Le fiamme sono arrivate anche all'impianto eolico. Roghi anche a Bonarcado e Orune

CAGLIARI. Sono 17 gli incendi divampati oggi 23 luglio in Sardegna: quattro di questi hanno richiesto anche l'intervento dei mezzi aerei della flotta regionale e nazionale. L'evento più devastante quello a San Basilio, nel sud della Sardegna. Oltre a coinvolgere un parco eolico le cui pale sono state fermate per permettere il passaggio dei velivoli, il rogo ha mandato in fumo una superficie di circa 200 ettari di bosco e di seminativi, con la presenza del forte vento che ha reso complicate le attività degli operatori a terra e dei diversi mezzi aerei che si sono alternati nei lanci: tre elicotteri leggeri, un Super Puma e tutti e tre i Canadair dislocati a Olbia. Le operazioni di spegnimento sono tutt'ora in corso e le Sala Operativa del Corpo Forestale ha predisposto lo stazionamento notturno di diverse squadre, per scongiurare una eventuale ripartenza.
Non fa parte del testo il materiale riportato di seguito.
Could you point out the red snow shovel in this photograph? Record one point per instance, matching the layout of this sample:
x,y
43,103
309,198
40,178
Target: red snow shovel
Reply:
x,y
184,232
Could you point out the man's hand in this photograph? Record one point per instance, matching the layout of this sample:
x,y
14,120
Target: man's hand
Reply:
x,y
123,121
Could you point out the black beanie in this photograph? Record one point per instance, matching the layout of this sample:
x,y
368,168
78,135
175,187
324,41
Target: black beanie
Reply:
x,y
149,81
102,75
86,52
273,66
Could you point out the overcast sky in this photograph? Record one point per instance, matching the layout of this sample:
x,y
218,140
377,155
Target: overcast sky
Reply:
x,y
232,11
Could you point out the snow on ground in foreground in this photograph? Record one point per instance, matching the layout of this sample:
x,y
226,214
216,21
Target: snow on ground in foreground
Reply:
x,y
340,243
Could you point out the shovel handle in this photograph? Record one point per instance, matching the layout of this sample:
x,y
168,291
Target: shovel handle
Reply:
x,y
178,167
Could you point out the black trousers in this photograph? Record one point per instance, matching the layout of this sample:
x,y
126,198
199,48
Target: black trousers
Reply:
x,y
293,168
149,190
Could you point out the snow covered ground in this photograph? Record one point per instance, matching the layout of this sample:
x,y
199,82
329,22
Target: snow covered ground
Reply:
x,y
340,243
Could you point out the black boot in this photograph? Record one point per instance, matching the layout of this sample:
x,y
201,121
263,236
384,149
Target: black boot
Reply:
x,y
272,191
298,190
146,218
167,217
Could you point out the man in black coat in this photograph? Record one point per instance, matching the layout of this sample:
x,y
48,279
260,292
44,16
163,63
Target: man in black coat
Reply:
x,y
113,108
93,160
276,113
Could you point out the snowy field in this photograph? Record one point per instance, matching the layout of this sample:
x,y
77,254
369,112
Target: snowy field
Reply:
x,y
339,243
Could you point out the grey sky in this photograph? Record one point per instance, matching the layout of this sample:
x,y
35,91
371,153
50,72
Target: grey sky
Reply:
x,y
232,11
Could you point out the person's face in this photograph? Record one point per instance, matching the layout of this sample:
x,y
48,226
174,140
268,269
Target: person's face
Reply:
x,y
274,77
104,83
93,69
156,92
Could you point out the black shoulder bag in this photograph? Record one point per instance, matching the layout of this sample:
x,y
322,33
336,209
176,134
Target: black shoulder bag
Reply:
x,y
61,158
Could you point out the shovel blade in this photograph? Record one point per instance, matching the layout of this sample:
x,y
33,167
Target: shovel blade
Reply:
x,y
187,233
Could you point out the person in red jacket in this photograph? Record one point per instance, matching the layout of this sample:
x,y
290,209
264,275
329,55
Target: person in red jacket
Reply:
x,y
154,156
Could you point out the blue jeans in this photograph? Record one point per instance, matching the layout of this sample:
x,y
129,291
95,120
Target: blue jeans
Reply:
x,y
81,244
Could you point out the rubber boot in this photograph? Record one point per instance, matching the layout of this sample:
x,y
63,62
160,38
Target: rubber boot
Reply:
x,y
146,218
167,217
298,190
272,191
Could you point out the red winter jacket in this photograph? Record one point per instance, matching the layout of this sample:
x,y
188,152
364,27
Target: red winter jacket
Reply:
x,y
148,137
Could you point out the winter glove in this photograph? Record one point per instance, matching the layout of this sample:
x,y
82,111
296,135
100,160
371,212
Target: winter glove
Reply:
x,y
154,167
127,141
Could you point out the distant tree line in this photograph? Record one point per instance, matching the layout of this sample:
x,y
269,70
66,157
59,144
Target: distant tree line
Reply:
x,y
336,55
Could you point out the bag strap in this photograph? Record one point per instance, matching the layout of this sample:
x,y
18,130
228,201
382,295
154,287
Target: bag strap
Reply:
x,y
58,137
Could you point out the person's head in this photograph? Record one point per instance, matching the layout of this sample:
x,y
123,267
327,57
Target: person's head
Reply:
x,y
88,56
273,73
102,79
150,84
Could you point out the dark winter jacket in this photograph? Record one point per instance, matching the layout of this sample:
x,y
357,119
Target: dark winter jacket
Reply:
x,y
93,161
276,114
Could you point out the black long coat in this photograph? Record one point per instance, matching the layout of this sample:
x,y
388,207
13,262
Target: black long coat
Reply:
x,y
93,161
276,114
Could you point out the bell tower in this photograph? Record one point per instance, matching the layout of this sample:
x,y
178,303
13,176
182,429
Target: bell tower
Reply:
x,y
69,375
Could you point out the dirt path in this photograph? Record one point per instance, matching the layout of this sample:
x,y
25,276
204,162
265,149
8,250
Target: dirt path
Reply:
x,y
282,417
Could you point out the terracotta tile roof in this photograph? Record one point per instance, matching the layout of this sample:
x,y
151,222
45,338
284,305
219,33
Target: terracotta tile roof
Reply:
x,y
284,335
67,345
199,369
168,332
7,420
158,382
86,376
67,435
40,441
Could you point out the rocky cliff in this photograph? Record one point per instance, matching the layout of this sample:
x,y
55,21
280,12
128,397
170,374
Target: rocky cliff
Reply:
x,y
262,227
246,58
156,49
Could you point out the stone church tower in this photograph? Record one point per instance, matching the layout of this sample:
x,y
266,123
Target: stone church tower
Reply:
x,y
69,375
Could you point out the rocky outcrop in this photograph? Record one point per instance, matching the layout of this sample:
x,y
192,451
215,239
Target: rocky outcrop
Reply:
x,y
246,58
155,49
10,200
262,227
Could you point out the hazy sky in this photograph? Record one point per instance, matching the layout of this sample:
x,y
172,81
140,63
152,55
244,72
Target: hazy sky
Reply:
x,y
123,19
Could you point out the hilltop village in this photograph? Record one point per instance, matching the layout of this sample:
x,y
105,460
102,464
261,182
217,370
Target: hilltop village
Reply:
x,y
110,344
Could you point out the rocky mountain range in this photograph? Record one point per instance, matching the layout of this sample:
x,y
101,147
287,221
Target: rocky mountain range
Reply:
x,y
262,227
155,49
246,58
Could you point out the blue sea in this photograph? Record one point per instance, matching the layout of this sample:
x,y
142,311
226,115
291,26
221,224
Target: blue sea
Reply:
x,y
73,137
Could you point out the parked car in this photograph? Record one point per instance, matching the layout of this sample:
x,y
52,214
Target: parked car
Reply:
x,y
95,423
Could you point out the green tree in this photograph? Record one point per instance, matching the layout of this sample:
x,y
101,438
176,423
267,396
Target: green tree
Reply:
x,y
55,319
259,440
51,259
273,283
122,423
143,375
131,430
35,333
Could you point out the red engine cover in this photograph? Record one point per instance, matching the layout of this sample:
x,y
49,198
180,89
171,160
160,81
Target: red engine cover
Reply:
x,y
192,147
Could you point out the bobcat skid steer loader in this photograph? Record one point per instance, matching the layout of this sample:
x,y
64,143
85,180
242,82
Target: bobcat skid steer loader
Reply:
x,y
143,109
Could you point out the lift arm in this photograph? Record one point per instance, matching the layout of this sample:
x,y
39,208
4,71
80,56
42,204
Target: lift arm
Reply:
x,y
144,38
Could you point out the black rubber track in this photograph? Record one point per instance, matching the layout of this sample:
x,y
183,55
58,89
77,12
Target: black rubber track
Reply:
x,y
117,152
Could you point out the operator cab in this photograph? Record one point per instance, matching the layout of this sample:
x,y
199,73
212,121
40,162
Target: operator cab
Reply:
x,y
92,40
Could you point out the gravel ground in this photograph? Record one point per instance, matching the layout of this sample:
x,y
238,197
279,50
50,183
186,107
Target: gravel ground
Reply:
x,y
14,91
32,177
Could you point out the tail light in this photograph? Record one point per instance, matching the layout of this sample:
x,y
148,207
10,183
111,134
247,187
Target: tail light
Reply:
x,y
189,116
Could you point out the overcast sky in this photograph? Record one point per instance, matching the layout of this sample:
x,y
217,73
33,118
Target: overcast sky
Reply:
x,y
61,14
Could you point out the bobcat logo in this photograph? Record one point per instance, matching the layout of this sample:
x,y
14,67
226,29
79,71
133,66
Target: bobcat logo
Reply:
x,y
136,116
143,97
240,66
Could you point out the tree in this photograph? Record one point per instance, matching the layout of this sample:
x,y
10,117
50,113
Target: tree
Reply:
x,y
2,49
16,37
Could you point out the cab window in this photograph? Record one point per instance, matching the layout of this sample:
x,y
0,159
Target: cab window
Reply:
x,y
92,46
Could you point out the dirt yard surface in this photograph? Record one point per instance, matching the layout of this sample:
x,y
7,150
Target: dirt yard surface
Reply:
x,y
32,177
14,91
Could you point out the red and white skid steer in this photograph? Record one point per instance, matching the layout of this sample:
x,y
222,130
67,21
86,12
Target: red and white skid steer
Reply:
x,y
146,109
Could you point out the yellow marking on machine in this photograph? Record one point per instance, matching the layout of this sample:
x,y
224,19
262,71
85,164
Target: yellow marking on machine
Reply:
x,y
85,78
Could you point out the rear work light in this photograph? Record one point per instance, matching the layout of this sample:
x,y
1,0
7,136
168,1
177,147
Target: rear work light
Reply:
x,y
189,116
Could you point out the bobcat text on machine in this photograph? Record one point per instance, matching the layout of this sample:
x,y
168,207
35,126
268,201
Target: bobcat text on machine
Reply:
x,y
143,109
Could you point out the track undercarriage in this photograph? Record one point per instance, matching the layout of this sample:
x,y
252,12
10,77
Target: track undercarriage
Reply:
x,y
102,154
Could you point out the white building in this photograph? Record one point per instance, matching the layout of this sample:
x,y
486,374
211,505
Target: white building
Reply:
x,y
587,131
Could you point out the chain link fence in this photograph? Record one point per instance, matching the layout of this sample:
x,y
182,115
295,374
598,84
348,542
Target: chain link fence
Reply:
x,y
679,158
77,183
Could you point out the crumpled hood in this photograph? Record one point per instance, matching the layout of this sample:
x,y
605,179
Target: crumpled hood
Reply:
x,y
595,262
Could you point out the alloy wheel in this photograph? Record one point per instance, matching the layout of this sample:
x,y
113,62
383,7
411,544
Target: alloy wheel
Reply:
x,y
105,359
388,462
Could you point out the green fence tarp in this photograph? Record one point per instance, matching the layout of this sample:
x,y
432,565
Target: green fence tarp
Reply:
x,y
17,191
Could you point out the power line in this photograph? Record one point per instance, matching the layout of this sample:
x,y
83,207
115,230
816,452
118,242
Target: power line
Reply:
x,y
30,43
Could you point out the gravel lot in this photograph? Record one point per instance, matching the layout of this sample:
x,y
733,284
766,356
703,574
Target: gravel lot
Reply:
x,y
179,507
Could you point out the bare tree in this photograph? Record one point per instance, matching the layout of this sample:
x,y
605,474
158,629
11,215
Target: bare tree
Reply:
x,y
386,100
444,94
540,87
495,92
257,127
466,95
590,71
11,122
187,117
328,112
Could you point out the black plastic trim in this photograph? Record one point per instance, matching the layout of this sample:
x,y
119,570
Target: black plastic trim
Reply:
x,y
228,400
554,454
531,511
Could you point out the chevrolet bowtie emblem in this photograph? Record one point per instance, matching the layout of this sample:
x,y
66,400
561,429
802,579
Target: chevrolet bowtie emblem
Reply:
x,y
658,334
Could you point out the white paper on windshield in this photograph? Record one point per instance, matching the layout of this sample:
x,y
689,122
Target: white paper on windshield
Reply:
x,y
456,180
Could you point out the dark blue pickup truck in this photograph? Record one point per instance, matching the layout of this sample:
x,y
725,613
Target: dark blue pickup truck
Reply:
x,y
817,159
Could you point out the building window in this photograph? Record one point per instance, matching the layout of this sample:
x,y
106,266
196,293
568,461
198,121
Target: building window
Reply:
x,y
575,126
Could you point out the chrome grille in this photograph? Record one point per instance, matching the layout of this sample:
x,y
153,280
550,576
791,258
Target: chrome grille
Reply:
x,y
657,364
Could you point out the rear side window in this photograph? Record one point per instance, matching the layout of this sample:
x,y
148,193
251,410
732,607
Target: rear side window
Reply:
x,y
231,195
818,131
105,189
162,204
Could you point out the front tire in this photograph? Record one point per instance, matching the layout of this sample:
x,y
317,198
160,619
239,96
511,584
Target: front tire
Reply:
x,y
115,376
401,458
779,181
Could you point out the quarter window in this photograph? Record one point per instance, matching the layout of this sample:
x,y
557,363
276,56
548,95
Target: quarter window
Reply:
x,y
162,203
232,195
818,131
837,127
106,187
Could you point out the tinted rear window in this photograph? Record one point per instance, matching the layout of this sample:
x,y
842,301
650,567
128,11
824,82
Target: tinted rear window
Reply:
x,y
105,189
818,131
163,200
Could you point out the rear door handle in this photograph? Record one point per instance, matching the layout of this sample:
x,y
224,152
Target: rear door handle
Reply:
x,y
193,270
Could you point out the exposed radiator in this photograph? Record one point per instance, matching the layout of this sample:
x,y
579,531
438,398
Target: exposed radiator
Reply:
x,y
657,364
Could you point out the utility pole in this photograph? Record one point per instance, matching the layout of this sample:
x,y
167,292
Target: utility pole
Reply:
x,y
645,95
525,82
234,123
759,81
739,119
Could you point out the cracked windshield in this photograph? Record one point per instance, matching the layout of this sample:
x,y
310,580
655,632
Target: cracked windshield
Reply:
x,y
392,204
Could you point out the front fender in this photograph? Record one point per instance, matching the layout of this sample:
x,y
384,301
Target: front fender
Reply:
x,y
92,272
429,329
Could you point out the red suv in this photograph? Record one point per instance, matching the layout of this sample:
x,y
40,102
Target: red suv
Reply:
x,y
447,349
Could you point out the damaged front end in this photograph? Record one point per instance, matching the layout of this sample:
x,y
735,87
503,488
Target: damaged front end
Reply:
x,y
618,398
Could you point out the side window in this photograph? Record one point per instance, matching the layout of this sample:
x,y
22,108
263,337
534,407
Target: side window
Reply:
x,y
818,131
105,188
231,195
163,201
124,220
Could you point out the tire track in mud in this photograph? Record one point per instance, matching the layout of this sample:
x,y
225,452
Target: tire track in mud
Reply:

Fiamme anche a Goni, sempre nel sud dell'Isola, per un incendio di interfaccia alla periferia dell'abitato, spento anche grazie all'intervento di un elicottero, e a Bonarcado dove, oltre a due elicotteri leggeri, è nuovamente intervenuto il Super Puma. Infine rogo anche a Orune con l'intervento di un elicottero. (Ansa).